On 6 June 2014 21:34, Paul Sokolovsky <pmiscml@gmail.com> wrote:

On Fri, 06 Jun 2014 20:11:27 +0900
"Stephen J. Turnbull" <stephen@xemacs.org> wrote:

> Paul Sokolovsky writes:
>
>  > That kinda means "string is atomic", instead of your "characters
>  > are atomic".
>
> I would be very surprised if a language that behaved that way was
> called a "Python subset".  No indexing, no slicing, no regexps, no
> .split(), no .startswith(), no sorted() or .sort(), ...!?
>
> If that's not what you mean by "string is atomic", I think you're
> using very confusing terminology.

I'm sorry if I didn't mention it, or didn't make it clear enough - it's
all about layering.

On level 0, you treat strings verbatim, and can write some subset of
apps (my point is that even this level allows to write lot enough
apps). Let's call this set A0.

On level 1, you accept that there's some universal enough conventions
for some chars, like space or newline. And you can write set of
apps A1 > A0.

At heart, this is exactly what the Python 3 "str" type is. The universal convention is "code points". It's got nothing to do with encodings, or bytes. A Python string is simply a finite sequence of atomic code points - it is indexable, and it has a length. Once you have that, everything is layered on top of it.
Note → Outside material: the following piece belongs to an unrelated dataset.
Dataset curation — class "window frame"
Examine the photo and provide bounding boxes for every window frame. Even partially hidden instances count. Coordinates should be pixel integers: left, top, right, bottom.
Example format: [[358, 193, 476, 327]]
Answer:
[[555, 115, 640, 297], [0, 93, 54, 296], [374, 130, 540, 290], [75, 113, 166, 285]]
How the code points themselves are implemented is opaque and irrelevant other than the memory and performance consequences of the implementation decisions (for example, a string could be indexable by iterating from the start until you find the nth code point).

Similarly the "bytes" type is a sequence of 8-bit bytes.

Encodings are simply a way to transport code points via a byte-oriented transport.